At 11:45 on August 21 1944 she was steaming south at fourteen knots in fair
weather with a NNE wind of five knots but State Four seas for the rendezvous,
sweeping by asdic eighty-degrees on either bow, radar operating. "Hands to Dinner" had just been
piped. Four minutes later, with no asdic
warning whatsoever, she was hit by a torpedo fired from U-480 on her port side
just aft of the engine room. In less than 10 seconds she was awash from
the funnel aft, listing to port and sinking fast. In another twenty seconds she was gone,
sinking stern first. Most of the
off-watch hands were trapped in their mess decks, and only one stoker escaped
from the engine and boiler rooms.
That stoker was my late uncle, William Thomas Stapleford
Palin. The only way he could have got to
the surface of the water in 20 seconds was to be jettisoned up in an air
bubble! So then the story was true!
For forty-five minutes the dazed survivors struggled to keep
from drowning or giving up in heavy seas.

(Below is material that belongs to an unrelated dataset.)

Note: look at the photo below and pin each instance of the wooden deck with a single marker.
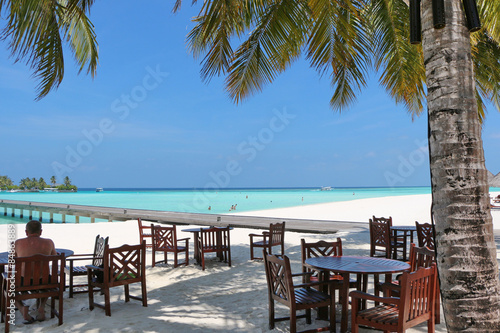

Providentially HM motor Torpedo boats 469 and 470, returning from duties
off Normandy and having seen an explosion and the startling disappearance of
the corvette on their horizon, altered course to investigate. They came across the survivors and rescued
three officers and twenty-eight men of the ship's company of ninety. They were taken to Portsmouth, where two
moderately injured were admitted to hospital.